August 26, 2010 - The tobacco industry may be using websites such as YouTube to get around a ban on advertising cigarettes, a study finds. Researchers in New Zealand studied the video-sharing site and found a number of pro-tobacco videos "consistent with indirect marketing activity by tobacco companies or their proxies".
PAPER: Connecting world youth with tobacco brands: YouTube and the internet policy vacuum on Web 2.0, Lucy Elkin, George Thomson (george.thomson@otago.ac.nz), Nick Wilson, Department of Public Health, University of Otago, Wellington, New Zealand, Tob Control doi:10.1136/tc.2010.035949, ABSTRACT..
The researchers searched for five tobacco brands and analysed the first 20 pages of video clips containing any reference to the firms. The content studied had been uploaded by users.
The authors analysed 163 clips. Almost three-quarters of the content studied was classified as "pro-tobacco" with less than 4% classified as "anti-tobacco". The dominant brand on YouTube was Marlboro, they said. Ken Garcia, spokesman for Marlboro-makers Philip Morris USA, said the firm did not "post cigarette brand marketing on YouTube".

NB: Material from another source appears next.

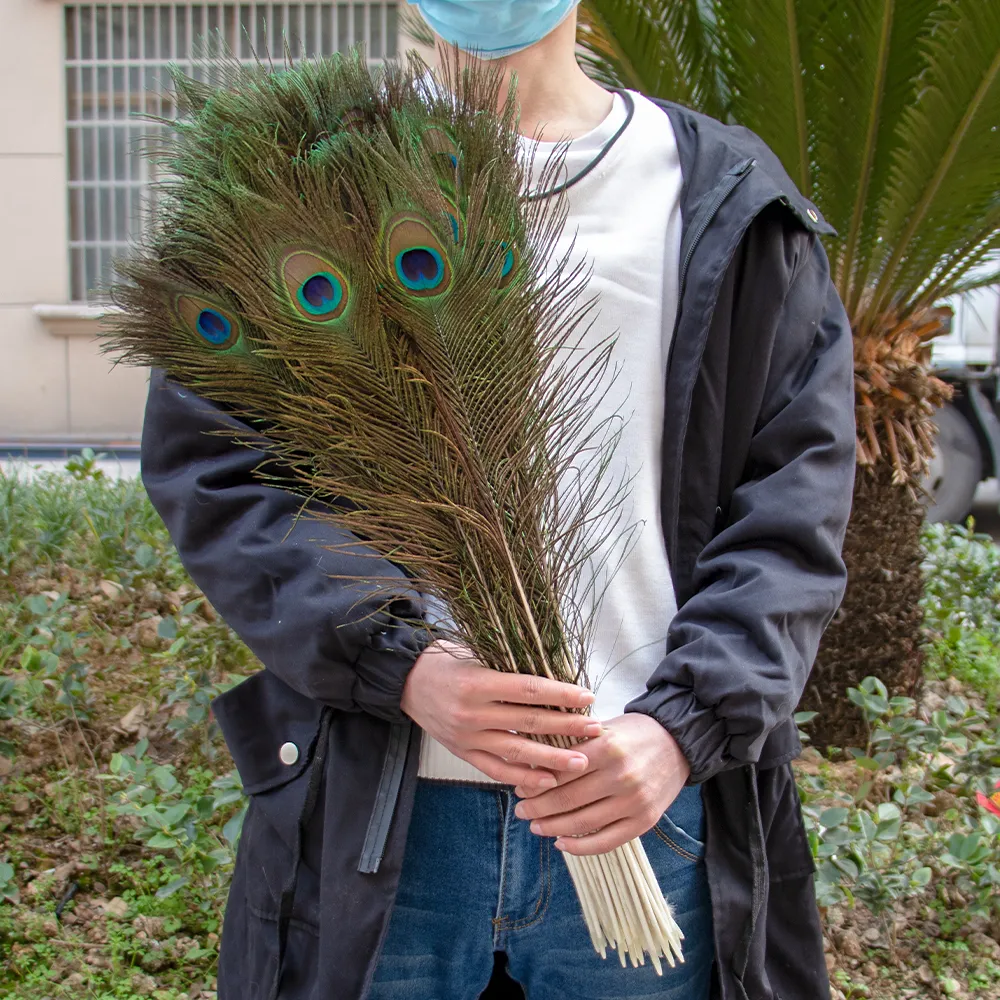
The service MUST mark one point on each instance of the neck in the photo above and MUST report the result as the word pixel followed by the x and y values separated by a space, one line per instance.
pixel 556 99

Dr George Thomson, one of the authors of the study told BBC News, "We can see no functional difference between exposure to tobacco in movies outside the internet, and exposure to video and film material on the internet. Generally, the more tobacco is normalised, the more kids will take it up."
Amanda Sandford, research manager at the UK anti-smoking group Action on Smoking and Health (Ash) said the study's findings were "disturbing but fairly typical of tobacco industry activity". "As soon as one avenue of promotion is closed, companies will seek out alternative means of promoting their product and will do anything to get round advertising restrictions," she told BBC News. "It indicates that their key audience is young people. There is a need for much stronger control over what appears on the internet."
References: YouTube clips push tobacco: study,Agence France-Presse (AFP), StraitsTimes.com, 8/26/2010; , Tobacco firms' use of YouTube probed, International Union Against Cancer, UICC.org, 8/26/2010.